Ansible: Automatic state
Before I set up VyOS, I had the urge to learn Ansible, as it should work perfectly with anything CLI. However, this was the reason why it took almost a month to set up my network. I had to learn Ansible, figure out its quirks, find out that VyOS collection was poorly written, and that I didn’t understand Ansible until I’ve tinkered with it for a long while.
But don’t get me wrong, Ansible is good. My first playbook made it possible to update all my services, no matter what package manager they have, nor where they are located. (apt/apk/pacman/dnf/zypper for package managers; VM/CT/bare for services) By then I only had manually set up my main account to have a key used for SSH. I later extended this into a bootstrap playbook that on some services created a new ansible user that only has a key for access and can only be reachable from the ansible container. Neat.
But before that bootstrap, I wanted to tinker more with my network, as that was a big thorn at my side, having several services (router; firewall; DNS; DHCP; port forwarding) that doesn’t know about each other, yet they should as they relate to each for the whole network to function properly. Luckily, VyOS had its own collection, but the sad part is that most functionality I use I had to manually configure anyway. I therefore made a jinja filter to convert yaml to VyOS config. Added all services, grouped them together into neat piles, and added specific information for each one of them. Finally I created three roles, one for the router, one for the piholes and finally one for prometheus. The router group would then generate configs for VyOS that related to routing, firewall, port forwarding and DHCP. The pihole included DNS, not only internal DNS, but also external for those services that is located on the intranet. Everything is then updated each time I run the playbook. The prometheus is just putting the hosts in config files for prometheus to parse.

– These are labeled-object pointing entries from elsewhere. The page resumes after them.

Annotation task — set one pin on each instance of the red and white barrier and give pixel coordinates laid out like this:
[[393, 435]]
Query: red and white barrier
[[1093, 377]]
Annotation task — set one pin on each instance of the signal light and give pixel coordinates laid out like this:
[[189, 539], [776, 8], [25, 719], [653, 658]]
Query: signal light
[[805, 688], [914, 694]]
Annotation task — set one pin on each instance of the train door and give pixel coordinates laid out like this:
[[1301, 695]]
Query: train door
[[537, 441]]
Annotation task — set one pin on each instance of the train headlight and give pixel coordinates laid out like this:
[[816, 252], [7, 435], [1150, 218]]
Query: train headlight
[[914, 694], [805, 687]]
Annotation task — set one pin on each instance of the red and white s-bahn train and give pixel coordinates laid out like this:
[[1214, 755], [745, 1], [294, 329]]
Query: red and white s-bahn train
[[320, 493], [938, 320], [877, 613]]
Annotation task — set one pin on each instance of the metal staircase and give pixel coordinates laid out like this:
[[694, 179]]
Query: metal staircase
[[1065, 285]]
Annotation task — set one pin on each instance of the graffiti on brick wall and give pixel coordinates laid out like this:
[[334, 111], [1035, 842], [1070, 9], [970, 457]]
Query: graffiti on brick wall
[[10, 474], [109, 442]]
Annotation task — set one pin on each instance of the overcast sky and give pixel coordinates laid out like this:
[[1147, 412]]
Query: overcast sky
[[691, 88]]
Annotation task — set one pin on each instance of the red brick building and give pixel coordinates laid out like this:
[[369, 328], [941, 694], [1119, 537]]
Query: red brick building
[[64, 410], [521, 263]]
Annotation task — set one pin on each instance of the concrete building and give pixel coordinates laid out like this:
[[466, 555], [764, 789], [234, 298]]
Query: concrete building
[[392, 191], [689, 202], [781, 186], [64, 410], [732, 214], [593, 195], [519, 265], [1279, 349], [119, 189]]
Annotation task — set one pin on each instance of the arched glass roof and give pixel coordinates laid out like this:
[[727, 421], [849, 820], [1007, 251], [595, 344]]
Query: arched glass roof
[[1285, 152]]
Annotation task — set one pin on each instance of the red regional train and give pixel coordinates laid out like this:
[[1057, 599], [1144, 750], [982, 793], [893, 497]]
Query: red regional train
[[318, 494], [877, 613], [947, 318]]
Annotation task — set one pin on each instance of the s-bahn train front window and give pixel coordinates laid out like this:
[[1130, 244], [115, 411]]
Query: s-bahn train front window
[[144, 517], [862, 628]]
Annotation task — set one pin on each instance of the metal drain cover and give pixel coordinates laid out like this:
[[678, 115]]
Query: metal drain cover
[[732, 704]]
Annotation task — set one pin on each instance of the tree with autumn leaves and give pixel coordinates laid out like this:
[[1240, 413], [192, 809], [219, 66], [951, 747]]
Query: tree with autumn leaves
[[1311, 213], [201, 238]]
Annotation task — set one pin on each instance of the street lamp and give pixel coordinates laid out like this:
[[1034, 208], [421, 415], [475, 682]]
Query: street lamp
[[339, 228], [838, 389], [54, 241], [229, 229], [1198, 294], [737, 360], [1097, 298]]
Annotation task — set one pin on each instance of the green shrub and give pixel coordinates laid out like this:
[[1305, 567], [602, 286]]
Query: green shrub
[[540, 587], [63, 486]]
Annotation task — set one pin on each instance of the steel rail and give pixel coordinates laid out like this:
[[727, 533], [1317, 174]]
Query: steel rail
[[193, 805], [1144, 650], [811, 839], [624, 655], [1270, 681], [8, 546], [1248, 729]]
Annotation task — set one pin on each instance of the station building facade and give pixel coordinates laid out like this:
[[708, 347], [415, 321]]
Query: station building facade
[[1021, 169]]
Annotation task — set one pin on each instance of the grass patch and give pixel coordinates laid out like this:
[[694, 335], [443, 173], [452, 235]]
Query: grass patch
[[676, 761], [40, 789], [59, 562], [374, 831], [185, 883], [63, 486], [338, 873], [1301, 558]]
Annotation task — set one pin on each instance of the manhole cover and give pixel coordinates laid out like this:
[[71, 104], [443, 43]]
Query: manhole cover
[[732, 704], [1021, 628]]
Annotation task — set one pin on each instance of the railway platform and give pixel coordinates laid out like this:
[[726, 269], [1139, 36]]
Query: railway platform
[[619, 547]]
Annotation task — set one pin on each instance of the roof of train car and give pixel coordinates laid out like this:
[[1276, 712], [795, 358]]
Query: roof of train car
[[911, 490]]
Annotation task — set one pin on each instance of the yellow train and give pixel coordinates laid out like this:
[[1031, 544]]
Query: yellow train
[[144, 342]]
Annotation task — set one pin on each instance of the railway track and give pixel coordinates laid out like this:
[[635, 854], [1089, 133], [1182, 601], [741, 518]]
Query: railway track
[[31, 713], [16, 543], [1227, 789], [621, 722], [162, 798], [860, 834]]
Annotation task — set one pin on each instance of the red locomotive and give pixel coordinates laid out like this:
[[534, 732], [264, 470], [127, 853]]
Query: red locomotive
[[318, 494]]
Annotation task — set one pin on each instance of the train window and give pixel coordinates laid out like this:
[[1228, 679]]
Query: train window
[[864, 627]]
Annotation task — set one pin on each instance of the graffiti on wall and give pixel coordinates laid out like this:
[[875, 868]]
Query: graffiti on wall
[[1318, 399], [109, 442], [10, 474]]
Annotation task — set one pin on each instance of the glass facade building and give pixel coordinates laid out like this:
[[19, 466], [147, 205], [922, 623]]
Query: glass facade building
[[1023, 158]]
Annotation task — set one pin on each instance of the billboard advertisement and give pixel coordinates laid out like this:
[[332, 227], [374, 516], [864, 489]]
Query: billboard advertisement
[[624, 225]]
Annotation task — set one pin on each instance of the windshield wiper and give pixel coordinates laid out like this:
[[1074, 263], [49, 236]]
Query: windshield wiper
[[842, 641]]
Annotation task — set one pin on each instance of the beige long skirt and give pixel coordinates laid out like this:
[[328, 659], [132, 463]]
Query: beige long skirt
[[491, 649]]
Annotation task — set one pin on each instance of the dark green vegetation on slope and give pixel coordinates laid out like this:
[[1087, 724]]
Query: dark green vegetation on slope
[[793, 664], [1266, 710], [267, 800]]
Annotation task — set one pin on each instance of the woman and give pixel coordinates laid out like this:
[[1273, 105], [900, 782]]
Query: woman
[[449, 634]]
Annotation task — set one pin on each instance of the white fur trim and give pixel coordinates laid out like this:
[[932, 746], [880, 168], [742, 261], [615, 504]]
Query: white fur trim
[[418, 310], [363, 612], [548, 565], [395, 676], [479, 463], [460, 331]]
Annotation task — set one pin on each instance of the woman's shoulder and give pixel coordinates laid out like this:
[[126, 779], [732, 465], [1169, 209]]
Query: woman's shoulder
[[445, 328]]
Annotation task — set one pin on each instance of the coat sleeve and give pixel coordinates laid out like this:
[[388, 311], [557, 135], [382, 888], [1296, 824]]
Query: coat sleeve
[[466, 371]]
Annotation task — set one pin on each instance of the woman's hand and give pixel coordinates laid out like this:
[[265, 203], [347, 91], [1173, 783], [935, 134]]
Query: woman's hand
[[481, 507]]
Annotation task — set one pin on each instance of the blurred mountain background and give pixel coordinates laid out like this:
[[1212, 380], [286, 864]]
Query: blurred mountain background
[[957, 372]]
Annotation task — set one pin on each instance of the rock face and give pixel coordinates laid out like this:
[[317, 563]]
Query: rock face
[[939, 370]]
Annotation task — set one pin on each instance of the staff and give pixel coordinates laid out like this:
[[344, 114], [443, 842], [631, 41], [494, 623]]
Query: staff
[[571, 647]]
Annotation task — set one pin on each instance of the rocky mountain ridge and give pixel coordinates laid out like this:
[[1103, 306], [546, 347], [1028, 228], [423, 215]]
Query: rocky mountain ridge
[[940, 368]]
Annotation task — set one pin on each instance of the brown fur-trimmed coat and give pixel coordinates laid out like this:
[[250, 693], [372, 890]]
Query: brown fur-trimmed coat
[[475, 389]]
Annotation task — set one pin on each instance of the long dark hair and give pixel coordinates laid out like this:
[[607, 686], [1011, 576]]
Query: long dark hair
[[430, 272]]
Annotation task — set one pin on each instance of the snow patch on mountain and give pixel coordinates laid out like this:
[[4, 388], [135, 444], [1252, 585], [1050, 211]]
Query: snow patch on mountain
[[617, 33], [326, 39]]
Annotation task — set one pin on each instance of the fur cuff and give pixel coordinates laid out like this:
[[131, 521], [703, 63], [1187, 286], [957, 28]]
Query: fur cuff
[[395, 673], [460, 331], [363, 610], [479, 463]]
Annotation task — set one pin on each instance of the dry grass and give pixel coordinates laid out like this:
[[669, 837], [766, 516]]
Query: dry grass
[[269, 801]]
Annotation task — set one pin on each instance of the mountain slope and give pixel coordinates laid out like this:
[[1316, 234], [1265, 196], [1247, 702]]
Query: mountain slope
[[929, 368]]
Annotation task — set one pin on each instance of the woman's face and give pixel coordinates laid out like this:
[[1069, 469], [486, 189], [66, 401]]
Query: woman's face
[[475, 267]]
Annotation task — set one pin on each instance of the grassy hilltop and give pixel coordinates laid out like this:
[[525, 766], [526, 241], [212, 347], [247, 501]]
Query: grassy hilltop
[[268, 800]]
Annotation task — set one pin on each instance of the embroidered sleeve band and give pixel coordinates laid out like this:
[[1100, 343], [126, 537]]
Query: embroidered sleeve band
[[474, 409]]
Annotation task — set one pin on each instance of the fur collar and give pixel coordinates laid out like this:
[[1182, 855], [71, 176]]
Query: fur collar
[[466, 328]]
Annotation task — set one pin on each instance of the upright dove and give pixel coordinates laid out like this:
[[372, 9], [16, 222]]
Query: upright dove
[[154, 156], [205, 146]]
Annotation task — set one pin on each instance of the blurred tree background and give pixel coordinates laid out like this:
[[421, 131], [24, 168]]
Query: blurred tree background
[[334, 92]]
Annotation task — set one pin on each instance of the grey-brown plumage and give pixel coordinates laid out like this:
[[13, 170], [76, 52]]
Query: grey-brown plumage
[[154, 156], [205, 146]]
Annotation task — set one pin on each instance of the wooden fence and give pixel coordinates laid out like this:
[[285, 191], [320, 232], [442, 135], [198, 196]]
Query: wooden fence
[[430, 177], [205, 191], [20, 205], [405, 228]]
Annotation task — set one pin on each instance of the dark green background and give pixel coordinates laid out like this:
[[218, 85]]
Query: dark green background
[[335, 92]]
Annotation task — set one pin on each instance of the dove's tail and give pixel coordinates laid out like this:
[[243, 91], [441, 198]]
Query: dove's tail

While this took some time to set up, it makes it a lot easier to fix stuff in the future. The best part is that if I ever decide to move from one system to an another, I can either recreate all the things I did before, as the playbooks are basically documentation, but I can also easily switch to some other software if necessary. Ansible may have exclusive collections for a specific system, but as long as you got variables, and hosts, you can easily switch between them with less tinkering than one normally would.
For instance, I’m trying to set up a playbook that handles my web server in a smarter manner. This could reduce my previous 5 min adding a domain, to less than a minute. It’s also easier to verify that everything works with Ansible as well.
I’m still not done , though. Ansible got so much potential that it wont cover my whole infrastructure for an another year.